The British executive at the centre of the Gulf Coast oil disaster hit back yesterday against accusations that BP had reacted too slowly, telling The Times that the company would have a giant steel hood in place over the worst leak by tomorrow.
For the first time since the fatal explosion on the Deepwater Horizon rig two weeks ago, Tony Hayward, BP’s chief executive, claimed that the company was winning the race to contain the spill and indicated that it was ready to fight some of the lawsuits heading its way.
Even as the first pictures emerged of oil breaking through protective booms and pooling round a string of islands off the Louisiana coast, Mr Hayward said the main slick had not yet made landfall “because we’ve contained it”.
He urged the US Government to pursue a policy of “absolute co-operation” with BP. “We will only succeed if we work together,” he said — a day after President Obama’s press secretary promised that the White House would “keep a boot to the throat of BP” to ensure that it fulfilled its responsibilities. Mr Hayward, 53, a geologist, projects a youthful image at the top of Britain’s biggest company. At times, however, he has struggled to appear in full control of the effort to protect hundreds of miles of coastline. But at BP’s Washington offices yesterday he gave a strikingly upbeat assessment of the operation, at odds with forecasts of environmental catastrophe.
“Let’s be very clear,” he said of the slick. “The reason it’s not getting to the beaches is because we’re containing it. We don’t know if we can continue to contain it, but for the moment we are.”
The unprecedented use of dispersant chemicals at the source of the leak a mile under water “seems to be working very effectively”, he said, describing an armada of surface ships working with an “air force” of aircraft spraying similar chemicals. “I’m using military rhetoric because that’s what we’re fighting, a battle, and we’re going to win,” he said.
An army of lawyers has descended on the Gulf Coast, determined to cripple BP with lawsuits on behalf of property owners and fishermen whose livelihoods they say could be ruined. Robert Kennedy Jr, son of the former presidential candidate and a prominent environmental lawyer, is suing BP.

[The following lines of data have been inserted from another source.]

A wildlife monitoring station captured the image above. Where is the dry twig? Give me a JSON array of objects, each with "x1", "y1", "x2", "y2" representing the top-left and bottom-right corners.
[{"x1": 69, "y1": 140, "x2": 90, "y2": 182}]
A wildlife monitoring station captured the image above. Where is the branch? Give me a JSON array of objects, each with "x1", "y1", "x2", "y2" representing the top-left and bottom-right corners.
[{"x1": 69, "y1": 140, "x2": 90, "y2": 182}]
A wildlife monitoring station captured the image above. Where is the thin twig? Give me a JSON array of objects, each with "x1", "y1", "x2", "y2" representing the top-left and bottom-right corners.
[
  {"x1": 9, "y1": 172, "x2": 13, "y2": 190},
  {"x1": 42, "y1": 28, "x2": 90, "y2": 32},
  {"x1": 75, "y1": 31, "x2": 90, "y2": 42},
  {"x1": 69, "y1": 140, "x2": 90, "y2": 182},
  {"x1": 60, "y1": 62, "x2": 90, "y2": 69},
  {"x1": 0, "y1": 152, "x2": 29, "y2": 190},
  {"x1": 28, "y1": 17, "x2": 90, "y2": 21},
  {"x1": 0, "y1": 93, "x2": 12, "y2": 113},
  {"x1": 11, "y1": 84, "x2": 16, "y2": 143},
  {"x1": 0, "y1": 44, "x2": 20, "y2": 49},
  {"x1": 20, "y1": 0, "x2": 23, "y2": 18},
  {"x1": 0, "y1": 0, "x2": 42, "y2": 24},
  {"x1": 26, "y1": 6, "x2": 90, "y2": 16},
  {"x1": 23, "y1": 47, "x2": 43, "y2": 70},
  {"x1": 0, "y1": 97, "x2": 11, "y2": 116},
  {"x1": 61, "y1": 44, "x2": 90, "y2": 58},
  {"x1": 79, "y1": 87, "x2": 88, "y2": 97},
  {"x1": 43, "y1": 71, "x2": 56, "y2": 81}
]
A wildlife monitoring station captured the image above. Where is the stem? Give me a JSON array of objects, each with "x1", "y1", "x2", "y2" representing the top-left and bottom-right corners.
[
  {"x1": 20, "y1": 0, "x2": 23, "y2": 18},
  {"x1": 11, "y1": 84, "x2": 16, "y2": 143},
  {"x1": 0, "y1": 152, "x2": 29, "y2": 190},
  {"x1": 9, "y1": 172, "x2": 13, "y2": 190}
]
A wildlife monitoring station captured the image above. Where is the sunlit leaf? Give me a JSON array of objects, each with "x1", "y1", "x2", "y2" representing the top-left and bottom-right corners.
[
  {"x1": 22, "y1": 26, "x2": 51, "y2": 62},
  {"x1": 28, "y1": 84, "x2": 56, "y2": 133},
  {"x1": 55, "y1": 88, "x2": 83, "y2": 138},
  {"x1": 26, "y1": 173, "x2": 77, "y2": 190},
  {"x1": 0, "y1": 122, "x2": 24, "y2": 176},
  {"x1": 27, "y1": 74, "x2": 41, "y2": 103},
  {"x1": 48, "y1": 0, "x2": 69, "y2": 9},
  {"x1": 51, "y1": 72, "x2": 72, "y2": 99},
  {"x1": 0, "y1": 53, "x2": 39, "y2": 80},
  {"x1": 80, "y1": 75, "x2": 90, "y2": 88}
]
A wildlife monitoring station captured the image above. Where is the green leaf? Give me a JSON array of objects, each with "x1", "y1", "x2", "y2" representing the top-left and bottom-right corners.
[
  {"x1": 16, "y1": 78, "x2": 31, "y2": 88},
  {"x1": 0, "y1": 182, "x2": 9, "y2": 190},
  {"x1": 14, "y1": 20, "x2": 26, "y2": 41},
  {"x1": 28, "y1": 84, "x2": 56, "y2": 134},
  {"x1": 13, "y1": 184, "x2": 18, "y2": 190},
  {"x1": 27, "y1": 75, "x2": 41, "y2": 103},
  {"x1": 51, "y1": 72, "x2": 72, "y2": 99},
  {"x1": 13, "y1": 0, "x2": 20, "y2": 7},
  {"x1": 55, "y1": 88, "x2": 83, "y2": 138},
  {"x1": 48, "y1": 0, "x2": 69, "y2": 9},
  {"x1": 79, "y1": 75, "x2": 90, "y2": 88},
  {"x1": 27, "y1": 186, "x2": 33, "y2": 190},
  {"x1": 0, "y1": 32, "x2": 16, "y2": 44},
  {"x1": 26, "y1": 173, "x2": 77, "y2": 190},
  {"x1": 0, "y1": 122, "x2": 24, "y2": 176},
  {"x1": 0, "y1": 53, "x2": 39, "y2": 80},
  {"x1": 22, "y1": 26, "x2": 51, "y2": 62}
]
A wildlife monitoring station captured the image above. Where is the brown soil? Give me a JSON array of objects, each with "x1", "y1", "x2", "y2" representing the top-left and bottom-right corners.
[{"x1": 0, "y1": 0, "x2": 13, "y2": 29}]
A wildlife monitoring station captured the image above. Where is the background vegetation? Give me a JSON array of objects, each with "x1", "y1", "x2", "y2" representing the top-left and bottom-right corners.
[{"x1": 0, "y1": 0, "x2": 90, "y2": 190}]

Mr Hayward reiterated a promise that BP “will honour all legitimate claims for business interruption”. Asked for examples of illegitimate claims, he said: “I could give you lots of examples. This is America — come on. We’re going to have lots of illegitimate claims. We all know that.”
BP’s share price fell 3.5 per cent amid estimates that the clean-up bill could reach $16 billion (£10.5 billion). Mr Hayward declined to say whether a US law capping liability in some spills to $75 million would apply. He said: “We’re a big company. We’re absolutely good for the cost of this.”
He dismissed claims that the rig should have activated the blowout preventer at the well head with an “acoustic switch” — they were useless at 5,000ft, he said — and that fire booms should have been used to ignite the slick. “We couldn’t keep the fire alight because the sheen is too thin,” he said.